Speaking of Watchmen, do you think that we will be looking at any of the Before Watchmen titles in the comic book "Top 10" in coming months?
Bob Wayne: Yes.
Is your affirmation based on ordering information, inside stuff, or just an educated guess?
Bob Wayne: I could probably say yes to all. My prediction is based on how sales are tracking now.
In defending the Before Watchmen project Dan Didio expressed the traditional view of the mainstream comic book industry saying that the industry’s strength lies in "building on other people’s legacies, enhancing them and making them stronger." How does this view square with the 21st Century comics industry when we are seeing the benefits of creator owned and controlled projects like Robert Kirkman’s The Walking Dead?
Bob Wayne: I think you are blurring the passion that the writers and artist have when they are working on a property as not being creative unless they have an ownership stake in the property. I think there is room for both models in our publishing plan, and certainly in comics overall. I don’t think one of them excludes the other from being successful. I don’t think that the success of The Walking Dead means that Fables doesn’t work or vice versa. They are just different ways for publishing companies, artists, writers, and creators to work together to maximize each property, and there’s no one way, no one-size-fits-all to do it.

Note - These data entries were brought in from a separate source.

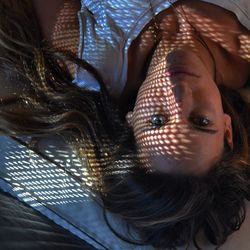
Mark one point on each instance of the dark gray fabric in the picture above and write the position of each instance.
(23, 228)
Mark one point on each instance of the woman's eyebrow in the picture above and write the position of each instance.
(206, 130)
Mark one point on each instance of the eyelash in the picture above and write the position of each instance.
(162, 120)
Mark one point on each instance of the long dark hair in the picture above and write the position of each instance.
(173, 210)
(167, 210)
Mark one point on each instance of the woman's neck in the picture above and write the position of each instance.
(218, 29)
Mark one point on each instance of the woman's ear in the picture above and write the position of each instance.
(228, 130)
(129, 116)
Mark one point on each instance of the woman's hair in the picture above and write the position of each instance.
(173, 210)
(47, 102)
(167, 210)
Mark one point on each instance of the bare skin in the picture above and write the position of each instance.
(180, 87)
(229, 48)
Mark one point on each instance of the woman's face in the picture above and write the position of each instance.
(178, 119)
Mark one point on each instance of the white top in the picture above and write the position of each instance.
(107, 28)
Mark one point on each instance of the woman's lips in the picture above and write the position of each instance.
(177, 70)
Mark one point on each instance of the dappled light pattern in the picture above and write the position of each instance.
(173, 106)
(57, 178)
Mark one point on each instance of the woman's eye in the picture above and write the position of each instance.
(201, 121)
(158, 120)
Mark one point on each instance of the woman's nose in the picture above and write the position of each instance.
(182, 94)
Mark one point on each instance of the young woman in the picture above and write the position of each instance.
(190, 131)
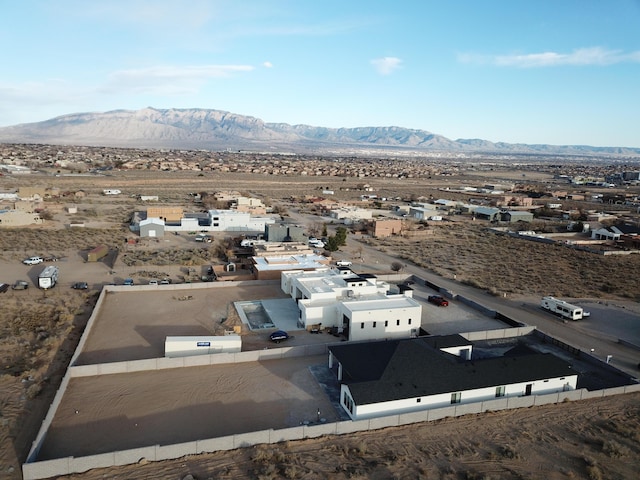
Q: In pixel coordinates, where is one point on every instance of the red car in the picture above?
(438, 300)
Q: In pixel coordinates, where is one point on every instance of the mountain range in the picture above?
(219, 130)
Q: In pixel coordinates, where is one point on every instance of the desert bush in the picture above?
(594, 472)
(508, 451)
(614, 450)
(33, 391)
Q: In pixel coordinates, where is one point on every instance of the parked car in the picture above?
(20, 285)
(438, 300)
(344, 263)
(279, 336)
(33, 260)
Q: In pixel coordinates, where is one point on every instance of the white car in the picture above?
(33, 260)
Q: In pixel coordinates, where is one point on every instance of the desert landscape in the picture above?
(590, 439)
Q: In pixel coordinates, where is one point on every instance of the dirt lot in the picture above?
(594, 439)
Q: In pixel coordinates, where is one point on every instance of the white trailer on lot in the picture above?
(48, 277)
(563, 309)
(188, 346)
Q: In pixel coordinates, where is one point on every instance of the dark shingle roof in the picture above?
(397, 369)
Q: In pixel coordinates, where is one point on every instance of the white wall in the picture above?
(327, 314)
(539, 387)
(381, 331)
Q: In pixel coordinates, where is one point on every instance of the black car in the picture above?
(20, 285)
(278, 336)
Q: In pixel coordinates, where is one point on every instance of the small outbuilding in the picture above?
(188, 346)
(152, 227)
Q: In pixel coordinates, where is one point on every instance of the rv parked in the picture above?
(563, 309)
(48, 277)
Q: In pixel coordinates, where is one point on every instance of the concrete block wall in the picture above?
(66, 466)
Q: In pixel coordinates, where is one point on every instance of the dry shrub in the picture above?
(594, 472)
(614, 450)
(33, 391)
(509, 452)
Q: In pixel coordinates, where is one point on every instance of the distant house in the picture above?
(385, 227)
(277, 232)
(606, 233)
(513, 216)
(399, 376)
(152, 227)
(359, 306)
(487, 213)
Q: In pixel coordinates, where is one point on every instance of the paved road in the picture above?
(578, 334)
(583, 334)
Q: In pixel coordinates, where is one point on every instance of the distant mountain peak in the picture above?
(197, 128)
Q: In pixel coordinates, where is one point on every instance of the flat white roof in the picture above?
(289, 262)
(380, 303)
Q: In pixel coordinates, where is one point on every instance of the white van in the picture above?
(48, 277)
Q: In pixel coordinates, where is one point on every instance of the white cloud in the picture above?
(597, 56)
(386, 65)
(168, 80)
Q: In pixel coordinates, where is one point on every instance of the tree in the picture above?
(332, 244)
(341, 236)
(396, 266)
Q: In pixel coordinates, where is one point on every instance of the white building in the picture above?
(359, 306)
(232, 220)
(351, 214)
(400, 376)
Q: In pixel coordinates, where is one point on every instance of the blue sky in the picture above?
(545, 71)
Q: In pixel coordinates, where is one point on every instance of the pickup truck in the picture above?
(33, 260)
(344, 263)
(438, 300)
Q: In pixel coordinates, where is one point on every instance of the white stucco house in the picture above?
(399, 376)
(606, 233)
(152, 227)
(359, 306)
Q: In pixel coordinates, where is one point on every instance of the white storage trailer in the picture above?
(563, 309)
(188, 346)
(48, 277)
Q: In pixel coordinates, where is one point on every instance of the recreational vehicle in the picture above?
(48, 277)
(563, 309)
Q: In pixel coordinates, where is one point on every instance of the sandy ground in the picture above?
(116, 412)
(588, 439)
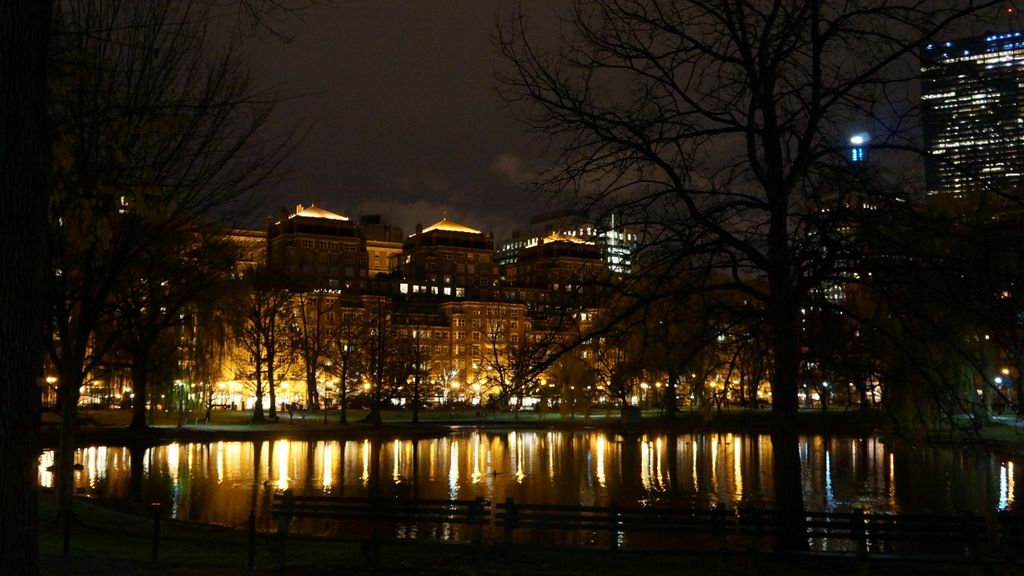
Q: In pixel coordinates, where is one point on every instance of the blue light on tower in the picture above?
(857, 152)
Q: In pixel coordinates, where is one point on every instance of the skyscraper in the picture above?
(973, 101)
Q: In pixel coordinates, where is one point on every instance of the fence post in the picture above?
(613, 529)
(511, 521)
(156, 531)
(284, 519)
(858, 532)
(66, 521)
(252, 538)
(476, 520)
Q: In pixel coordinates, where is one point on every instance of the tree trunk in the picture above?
(25, 181)
(258, 403)
(140, 385)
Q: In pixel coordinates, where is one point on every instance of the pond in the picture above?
(221, 482)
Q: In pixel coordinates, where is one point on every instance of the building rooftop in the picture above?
(316, 212)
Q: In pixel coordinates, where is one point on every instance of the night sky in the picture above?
(403, 116)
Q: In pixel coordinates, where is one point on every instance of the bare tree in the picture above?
(346, 337)
(158, 129)
(26, 180)
(255, 329)
(715, 126)
(309, 328)
(26, 170)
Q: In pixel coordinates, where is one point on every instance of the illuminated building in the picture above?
(973, 100)
(317, 248)
(448, 259)
(615, 242)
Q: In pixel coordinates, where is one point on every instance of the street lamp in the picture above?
(857, 142)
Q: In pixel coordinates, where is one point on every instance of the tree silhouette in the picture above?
(716, 128)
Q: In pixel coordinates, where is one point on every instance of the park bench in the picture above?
(614, 529)
(375, 522)
(972, 540)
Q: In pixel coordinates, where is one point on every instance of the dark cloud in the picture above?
(403, 118)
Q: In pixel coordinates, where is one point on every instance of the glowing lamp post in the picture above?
(857, 144)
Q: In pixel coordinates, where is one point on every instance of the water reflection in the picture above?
(221, 482)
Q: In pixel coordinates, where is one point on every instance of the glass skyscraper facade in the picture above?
(973, 105)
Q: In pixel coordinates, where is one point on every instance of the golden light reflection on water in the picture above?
(737, 468)
(220, 482)
(1008, 486)
(327, 464)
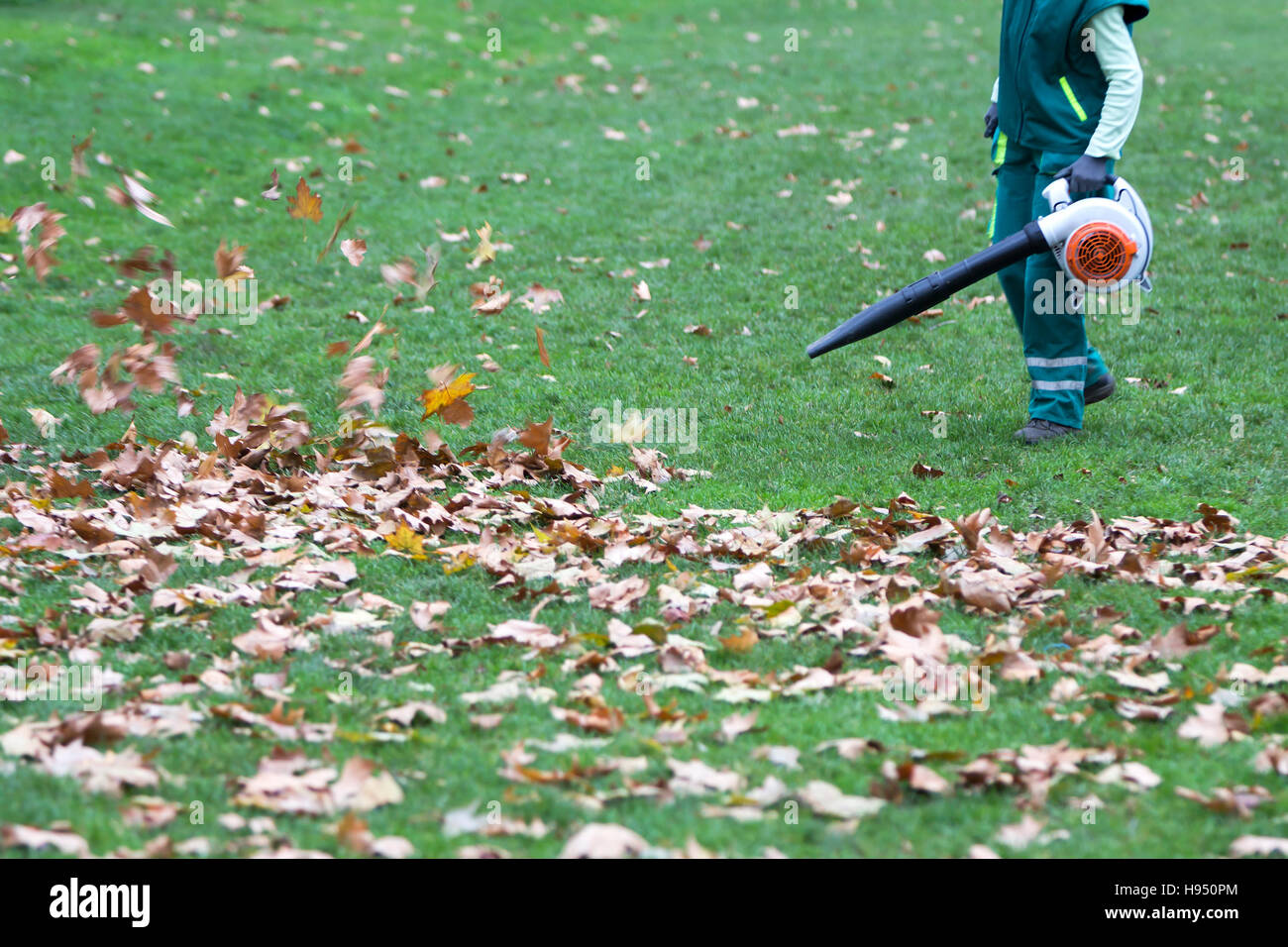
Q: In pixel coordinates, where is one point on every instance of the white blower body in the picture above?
(1102, 244)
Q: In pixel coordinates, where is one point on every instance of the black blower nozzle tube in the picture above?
(932, 289)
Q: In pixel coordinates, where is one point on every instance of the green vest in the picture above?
(1050, 84)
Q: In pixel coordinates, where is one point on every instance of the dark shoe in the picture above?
(1042, 429)
(1099, 390)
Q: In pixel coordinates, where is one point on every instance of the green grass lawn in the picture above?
(548, 140)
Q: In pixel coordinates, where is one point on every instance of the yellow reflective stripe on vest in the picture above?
(1073, 99)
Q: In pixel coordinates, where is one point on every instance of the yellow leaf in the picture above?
(406, 540)
(741, 643)
(437, 398)
(484, 252)
(305, 205)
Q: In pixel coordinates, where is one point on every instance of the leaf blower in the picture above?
(1099, 241)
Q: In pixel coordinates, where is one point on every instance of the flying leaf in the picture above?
(305, 205)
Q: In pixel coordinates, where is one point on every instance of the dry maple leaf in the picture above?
(228, 262)
(365, 385)
(78, 167)
(541, 347)
(335, 231)
(39, 253)
(137, 196)
(273, 192)
(404, 272)
(603, 840)
(353, 250)
(540, 298)
(305, 205)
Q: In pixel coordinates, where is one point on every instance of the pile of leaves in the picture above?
(294, 513)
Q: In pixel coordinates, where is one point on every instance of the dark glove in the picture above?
(1086, 174)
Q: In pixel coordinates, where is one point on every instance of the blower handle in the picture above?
(932, 289)
(1057, 191)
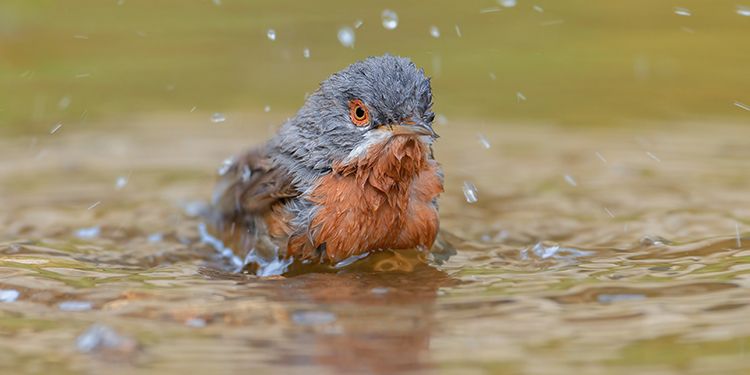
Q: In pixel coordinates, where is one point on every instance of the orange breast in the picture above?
(382, 201)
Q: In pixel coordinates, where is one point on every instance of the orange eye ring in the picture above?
(359, 113)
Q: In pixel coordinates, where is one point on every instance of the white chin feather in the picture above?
(372, 138)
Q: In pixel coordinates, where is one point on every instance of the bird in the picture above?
(352, 173)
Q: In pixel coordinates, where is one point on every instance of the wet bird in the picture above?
(351, 173)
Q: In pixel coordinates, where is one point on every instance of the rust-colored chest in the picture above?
(385, 199)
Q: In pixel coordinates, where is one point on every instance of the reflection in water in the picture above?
(344, 319)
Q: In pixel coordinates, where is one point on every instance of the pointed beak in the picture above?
(409, 128)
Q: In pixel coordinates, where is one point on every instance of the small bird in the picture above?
(351, 173)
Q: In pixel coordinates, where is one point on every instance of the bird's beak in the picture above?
(409, 128)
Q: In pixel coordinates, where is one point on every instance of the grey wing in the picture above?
(246, 196)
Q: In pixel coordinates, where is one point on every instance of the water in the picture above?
(389, 19)
(271, 34)
(346, 37)
(434, 32)
(543, 273)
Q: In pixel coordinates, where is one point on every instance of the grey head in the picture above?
(348, 113)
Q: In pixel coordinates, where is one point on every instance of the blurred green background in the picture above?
(578, 62)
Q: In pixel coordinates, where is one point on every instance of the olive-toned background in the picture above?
(578, 62)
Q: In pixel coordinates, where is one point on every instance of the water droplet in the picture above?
(246, 173)
(483, 141)
(570, 180)
(218, 118)
(64, 103)
(346, 37)
(739, 237)
(434, 32)
(121, 182)
(390, 19)
(9, 295)
(470, 192)
(680, 11)
(88, 233)
(489, 10)
(440, 119)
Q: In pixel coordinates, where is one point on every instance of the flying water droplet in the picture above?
(56, 128)
(346, 37)
(570, 180)
(470, 192)
(680, 11)
(484, 141)
(121, 182)
(64, 103)
(75, 306)
(9, 295)
(88, 233)
(434, 32)
(218, 118)
(390, 19)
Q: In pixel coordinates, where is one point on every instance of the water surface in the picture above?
(637, 261)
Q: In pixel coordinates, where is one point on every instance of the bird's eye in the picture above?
(358, 112)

John Cunningham: I think that there is a tendency in the way the world works now to try to view everything as an "either or." It’s either this way or it’s that way. I just don’t think that the world works in an "either or" fashion, and I certainly don’t think that this particular question functions in an "either or" fashion. I think you see that great talent will be creative no matter what their environment. As long as it speaks to their passion, and I think that you see that in creators all over the place whether they are doing books that they own, or they’re doing books as work for hire. If you are a talented artist or writer and you bring that passion to the work, it’s going to shine through.